Our search for Zeru-Meq became an endless cycle of discovery and disappointment, almost always ending with the revelation that he had been there the day before yesterday.
For three and a half years we ate simply, traveled lightly, and crisscrossed China in our hunt for the enigmatic Zeru-Meq. We went as far west as the isolated fishing village of Shigu, where the Yangtze makes an impossible hairpin turn from south to north within a few hundred yards. And we went as far east and south as the island-city of Macao, where we could finally take off our Buddhist robes and blend in with Macao’s large Portuguese population. And everywhere, at every temple, village, monastery, shipping dock, and gambling house we found only a trace, a poem, a riddle, or an odd anecdote concerning the missing Zeru-Meq. I was tired of tracking him. It seemed pointless, hopeless, and fatigue overtook perseverance more than once. Then something wonderful happened.
It was May 5, 1900. My birthday had come and gone the day before and would have passed unnoticed except that Sailor had mentioned it and reminded me that each one counted. “The Meq must count birthdays,” he said, “the way bankers count money or else we will own nothing of ourselves.”
We had recently left the town of Ch’u Fu, where Confucius had lived and was buried, and traveled north to T’ai An, which lies below T’ai Shan, another sacred Taoist mountain in the province of Shantung. The roads were heavy with traffic and there was generally more chaos than usual. We had heard rumors of revolution and violence throughout the province and that the Germans had taken control of Kiachow peninsula. We were taking tea at a monastery outside T’ai An and the monks were telling us what a dangerous future there was in store for China and the monasteries if the foreign devils came inland.
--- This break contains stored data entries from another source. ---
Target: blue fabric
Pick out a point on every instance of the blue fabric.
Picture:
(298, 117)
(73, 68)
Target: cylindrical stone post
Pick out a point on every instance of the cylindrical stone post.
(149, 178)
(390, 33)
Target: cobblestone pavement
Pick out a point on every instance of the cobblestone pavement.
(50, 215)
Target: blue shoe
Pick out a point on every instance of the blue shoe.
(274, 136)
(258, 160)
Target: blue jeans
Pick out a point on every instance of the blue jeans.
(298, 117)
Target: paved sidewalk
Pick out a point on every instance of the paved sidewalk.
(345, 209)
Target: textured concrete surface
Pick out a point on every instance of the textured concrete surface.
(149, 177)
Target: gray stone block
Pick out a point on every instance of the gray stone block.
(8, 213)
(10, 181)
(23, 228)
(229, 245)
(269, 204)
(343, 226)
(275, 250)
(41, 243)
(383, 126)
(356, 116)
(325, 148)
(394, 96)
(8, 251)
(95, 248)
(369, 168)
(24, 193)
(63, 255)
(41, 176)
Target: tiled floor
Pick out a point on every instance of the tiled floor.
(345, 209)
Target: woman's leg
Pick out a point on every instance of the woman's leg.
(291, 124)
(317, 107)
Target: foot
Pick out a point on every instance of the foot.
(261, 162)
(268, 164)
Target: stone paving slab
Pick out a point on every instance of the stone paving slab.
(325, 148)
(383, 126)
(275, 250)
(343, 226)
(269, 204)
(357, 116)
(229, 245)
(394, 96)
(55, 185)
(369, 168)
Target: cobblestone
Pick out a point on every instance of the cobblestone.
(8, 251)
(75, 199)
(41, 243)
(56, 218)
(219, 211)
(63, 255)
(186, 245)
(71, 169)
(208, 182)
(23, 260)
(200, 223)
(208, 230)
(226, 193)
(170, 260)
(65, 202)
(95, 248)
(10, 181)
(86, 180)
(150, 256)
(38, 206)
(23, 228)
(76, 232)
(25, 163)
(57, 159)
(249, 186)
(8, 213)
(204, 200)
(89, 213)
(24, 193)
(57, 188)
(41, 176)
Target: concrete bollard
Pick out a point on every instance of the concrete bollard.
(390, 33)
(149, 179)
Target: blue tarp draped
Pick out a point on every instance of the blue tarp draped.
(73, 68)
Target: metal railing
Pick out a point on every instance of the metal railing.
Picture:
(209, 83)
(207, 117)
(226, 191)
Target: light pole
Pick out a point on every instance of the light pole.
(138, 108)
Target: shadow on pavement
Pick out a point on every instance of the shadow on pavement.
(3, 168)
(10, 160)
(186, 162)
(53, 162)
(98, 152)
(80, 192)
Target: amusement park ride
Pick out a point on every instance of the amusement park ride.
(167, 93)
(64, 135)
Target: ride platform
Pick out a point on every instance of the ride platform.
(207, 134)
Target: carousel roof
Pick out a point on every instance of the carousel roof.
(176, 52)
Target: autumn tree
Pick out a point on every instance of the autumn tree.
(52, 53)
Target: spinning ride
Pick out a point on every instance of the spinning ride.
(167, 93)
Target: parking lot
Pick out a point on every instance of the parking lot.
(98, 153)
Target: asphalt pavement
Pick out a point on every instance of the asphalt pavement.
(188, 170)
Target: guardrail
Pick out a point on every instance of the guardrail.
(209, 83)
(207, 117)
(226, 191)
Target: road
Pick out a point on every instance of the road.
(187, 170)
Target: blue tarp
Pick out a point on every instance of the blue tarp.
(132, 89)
I had learned enough Chinese to understand what was being said, but I was drifting and paying no attention. Half a mile from where I was sitting, a train had stopped on the tracks at a small crossroads. It was not a regular stop, and as I watched, I could see several men working on the wheel of the car just behind the engine. There was nothing unusual about that. But then I noticed, on the other side of the train and rising above it, one by one, Chinese kites. I had seen hundreds, maybe thousands, of kites in China, but these I had only seen in one other place. Kepa’s camp.
I got up without a word and started walking toward the train as if I was being reeled in by an invisible line. As I got closer, I could hear the voices of children laughing and shouting, some in Chinese and some in English. I knelt down and easily crawled under the train. On the other side, in the middle of an open field and twenty or so children, stood Owen Bramley patiently assembling his kites and helping the children to fly them.
I watched for a moment and then started toward him. He saw my bright red and gold robe immediately, but the hat must have fooled him. He turned back to his kites, then paused and slowly turned around again, staring at me and adjusting his glasses. He gave the kite he was holding to a boy about my size and walked to meet me.
“My God,” he said. “She was right. She said I would find you when I least expected it.”